Elle m’avait surtout parlé des autres adultes et de tous ces gens qui ne devaient pas savoir. Parce qu’ils diraient qu’on n’était plus sœurs. Ou qu’à moitié. Ça se coupe en deux une sœur ? Ce n’est pas un gâteau pourtant. Enfin, pas tant qu’elle ne sera pas maman !

Non. Moi j’avais décidé. Je suis un ange et je lève les secrets. Tout cela leur avait arraché les plumes. Or, il était grand temps de se remettre à voler. Et puis « la bave du crapaud n’atteint pas la blanche colombe ». Une histoire de sagesse populaire. Pour une fois que je suis sage !

Alors, même si on a du sang en commun à moitié, ma sœur ne sera jamais une moitié de sœur. Parce que je l’aime avec le cœur. Tout Entier. On nous l’a bien expliqué en cours de S.V.T. Le cœur a besoin de ses deux oreillettes et de ses deux ventricules. Ils marchent ensemble et se répondent. D’ailleurs je me suis toujours demandé si ça voulait dire que le cœur avait une sorte d’oreilles et de ventre, au passage. Ceci dit, oui, sans doute, il écoute quand je pleure et parfois il gargouille quand j’ai peur.

Et au pire, on a de la chance. Tu sais pourquoi ? On a quelque chose que les autres n’ont pas. Parce que pour l’autre moitié, on leur expliquera que ça nous fait plus de place pour l’oxygène ! Comme dans ce dessin animé avec les petits personnages blancs qui courent dans nos veines, en portant des poches remplies de bulles d’air, tu te souviens ? Comment il s’appelait déjà ?

⎻ « Il était une fois la vie » ! se rappela ma sœur, les larmes aux yeux.

C’est vrai que nous, on ne sait pas aussi bien dessiner.

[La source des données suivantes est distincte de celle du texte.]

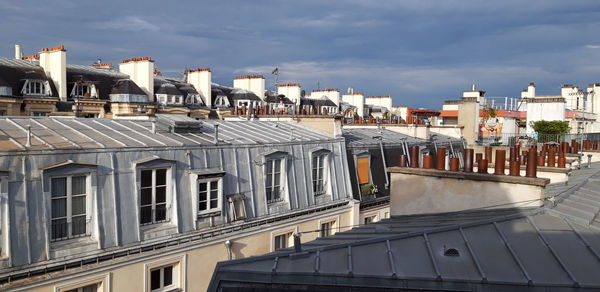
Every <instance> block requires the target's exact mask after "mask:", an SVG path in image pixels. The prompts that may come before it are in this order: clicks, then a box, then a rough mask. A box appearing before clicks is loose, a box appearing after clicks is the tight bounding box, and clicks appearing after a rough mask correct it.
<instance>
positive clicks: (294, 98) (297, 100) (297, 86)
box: [277, 83, 302, 106]
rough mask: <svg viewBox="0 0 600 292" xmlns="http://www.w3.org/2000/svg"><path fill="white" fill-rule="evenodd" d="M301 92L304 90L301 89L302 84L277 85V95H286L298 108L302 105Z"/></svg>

Mais on peut dire qu’à la maison, c’est encore plus animé ! Alors on n’a qu’à l’écrire. Avec tes feutres à paillettes. On mettra un gros titre avec plein de couleurs. Et on l’appellera : « Il était une deuxième fois ». Après tout, c’est comme dans nos spectacles de théâtre : il y a la répétition générale. Mais ce qui compte, c’est la vérité du jour présent.

Depuis cette date, toute la famille s’est mise à respirer. Les fantômes ont déserté. Et ce numéro, il ne nous a plus jamais mis en apnée. Avec des ailes on voit tout de plus haut. Merci les mots. Vous êtes ma cerise sur le gâteau.